How do you handle the child who is constantly sucking on the ends of his shirt or the collar? I had one last year who did it until he left wet streaks on his desk and I had to ask his mom to put him in short sleeves. I've got one who just started. I know it's a sign of anxiety so I let the parents know, but do you have any wonderful words of wisdom. I've been down the "That spreads germs" path, but I know some of them can't help it.
PS - Ew! It's really gross! I swear 90% of the hand sanitizer in the classroom gets used by me! :-)
I don't have any ways to help you, sorry! I have had a student that did this big time though. His shirt would be soaked at the neck and then the sleeves. By the end of the day it was nasty!!! I have been told that it is due to a developmental disorder. He was very immature for his age.
Give him something else to chew on. For my students who do this, I allow them to chew on gum or other stimulating oral tool that will give them the sensation they need or satisfy the chewing pressure/tactile need.
get a small strip of refrigerator tubing (it is FDA approved) and cut a piece. Then give to the child. You can even put it in boiled jello water for flavor. There is something the child needs by mouth in order to concentrate it seems. Let them chew on this instead of their clothing. A lot of children concentrate better when they chew something.
I had a student that would have the front of his shirt in shreds by the end of the day. Mom tried turtle necks and the kid switched from chewing the front of his shirt to chewing his sleeves! I cut a straw into thirds and he kept a stack in his desk to chew on when he needed it. One day he was out of straws and his need to chew was so strong that he leaned over to chew my sleeve! I tried gum but he got it all in his hair so I switched him to straws.
My own son does this. I notice he chews when he is nervous. Gum works with him but I know this is difficult when school does not allow it. I agree with a previous poster that a straw might be a good thing to try.
does this too. He is in K. I don't think he is anxious, but now I will watch him to see what might be triggering this. I am constantly stopping him.
Any more suggestions? I will start putting him in short sleeves.

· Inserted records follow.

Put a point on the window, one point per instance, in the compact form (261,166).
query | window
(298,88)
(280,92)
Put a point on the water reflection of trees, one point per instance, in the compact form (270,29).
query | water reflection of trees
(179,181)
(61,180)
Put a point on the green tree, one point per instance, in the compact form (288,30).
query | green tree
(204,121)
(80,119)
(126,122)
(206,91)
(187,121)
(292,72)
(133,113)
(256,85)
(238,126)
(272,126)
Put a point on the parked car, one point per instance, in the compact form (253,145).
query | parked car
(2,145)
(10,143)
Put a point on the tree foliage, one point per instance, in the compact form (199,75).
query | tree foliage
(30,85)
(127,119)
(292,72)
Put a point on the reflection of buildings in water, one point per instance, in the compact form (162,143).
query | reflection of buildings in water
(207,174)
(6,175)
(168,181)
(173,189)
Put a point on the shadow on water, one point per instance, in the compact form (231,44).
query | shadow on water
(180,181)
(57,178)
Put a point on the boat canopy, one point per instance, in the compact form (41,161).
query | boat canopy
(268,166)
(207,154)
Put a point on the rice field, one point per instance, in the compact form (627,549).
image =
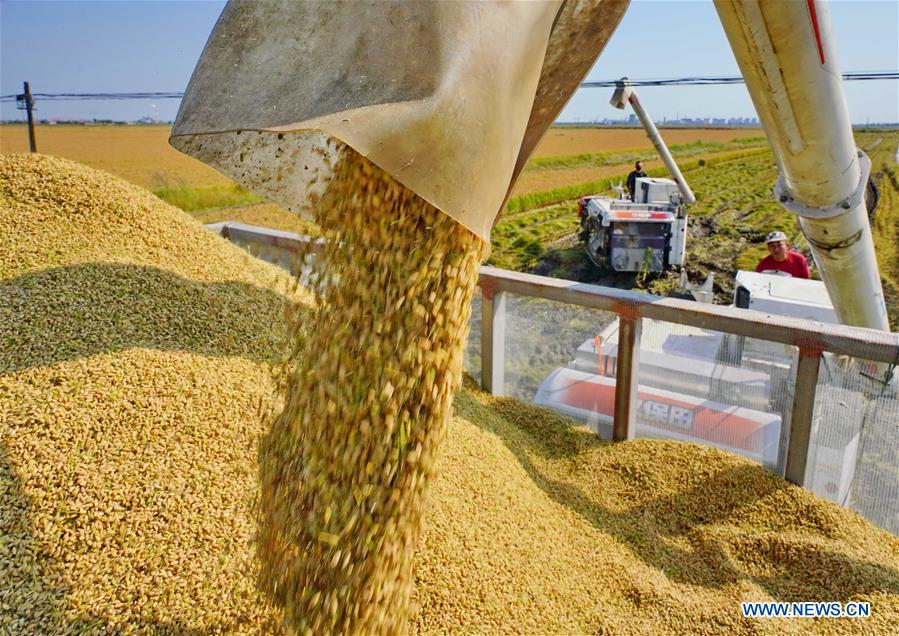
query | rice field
(560,141)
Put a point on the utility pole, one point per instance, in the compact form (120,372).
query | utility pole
(26,102)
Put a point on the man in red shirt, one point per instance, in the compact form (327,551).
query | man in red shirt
(780,258)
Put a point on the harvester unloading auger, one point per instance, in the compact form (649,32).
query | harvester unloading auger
(446,100)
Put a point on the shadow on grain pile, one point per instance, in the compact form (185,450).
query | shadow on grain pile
(135,351)
(94,310)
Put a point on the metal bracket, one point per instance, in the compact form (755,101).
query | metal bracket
(829,247)
(786,199)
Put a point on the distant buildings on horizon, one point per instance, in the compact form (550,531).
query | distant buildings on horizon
(630,122)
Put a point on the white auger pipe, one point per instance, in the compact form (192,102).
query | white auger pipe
(625,94)
(787,56)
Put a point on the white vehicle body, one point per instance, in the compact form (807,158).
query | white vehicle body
(709,387)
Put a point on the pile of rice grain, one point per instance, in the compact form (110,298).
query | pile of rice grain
(347,464)
(135,347)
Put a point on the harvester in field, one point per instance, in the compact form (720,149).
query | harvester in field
(646,232)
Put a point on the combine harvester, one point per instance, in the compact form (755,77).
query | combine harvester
(729,391)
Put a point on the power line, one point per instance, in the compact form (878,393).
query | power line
(679,81)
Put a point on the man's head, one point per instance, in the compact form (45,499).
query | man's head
(778,246)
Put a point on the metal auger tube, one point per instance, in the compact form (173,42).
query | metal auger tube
(625,94)
(787,56)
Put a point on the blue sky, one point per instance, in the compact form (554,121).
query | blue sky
(127,46)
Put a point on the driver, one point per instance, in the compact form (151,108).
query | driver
(781,259)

my 7 yo does this. He chews on *everything* and it drives me nuts!! He had issues as a 4 and 5 yo, but when he was 6, he pretty much stopped (1st grade) about halfway through the year. Heʻs been doing it all this year again. It grosses me out and weʻve tried punishment, and consequences and reminders and .... what seems to work best is just to give him an alternative to chewing his shirt or backpack. Itʻs very aggravating!
both students were autistic. In the one case, the boy would chew or lick his shirt collar until it was wet then rub moistened seam across his lips. His lips would get all red and inflamed and later on would chap horribly.
For one is was a chewing issue--for the other is was a tactile/sensory issue.
I would definitely NOT give the child anything to chew on as he could choke on it and then you have a serious legal issue! If you have a stress ball that he can squeeze that sometimes helps. He would maybe tranfer his stress to it instead of the shirt.
GIve him some chewelry (I'm not joking -- google it) and give him boundaries such as "You may not chew on your shirt but you may chew on this instead." I don't really think that other kids are going to want one too. They are safe to chew on. Let mom and dad in on this, of course.
You are making an accommodation. Don't worry about the other kids wanting one. He obviously needs something. There is a student at my school who does this. The best year he ever had was with a teacher who didn't make a big deal out of his need to chew. The plastic tubing was suggested to her and this is what he used. Don't make a huge issue of it and don't give him punishments. Good luck.
When I taught first grade I had a chewer every year. In 2nd I still saw it, often it was their hair they chewed. I hadn't thought about it until reading your post, but I don't have any chewers in 3rd this year. Maybe moving up in grade levels is the answer?
I know some of the teachers in my building use other things for the child to chew on such as gum or those straw necklaces. The necklaces grossed me out just as much as the shirt chewing. Actually more. At least the clothes get washed regularly. No on washes those necklaces.
I simply handled it by reminding the child that clothes are not food and we only put food in our mouths at school. So each time I saw a child chewing I would say, "Is that food?" and the child would stop chewing, at least for a while.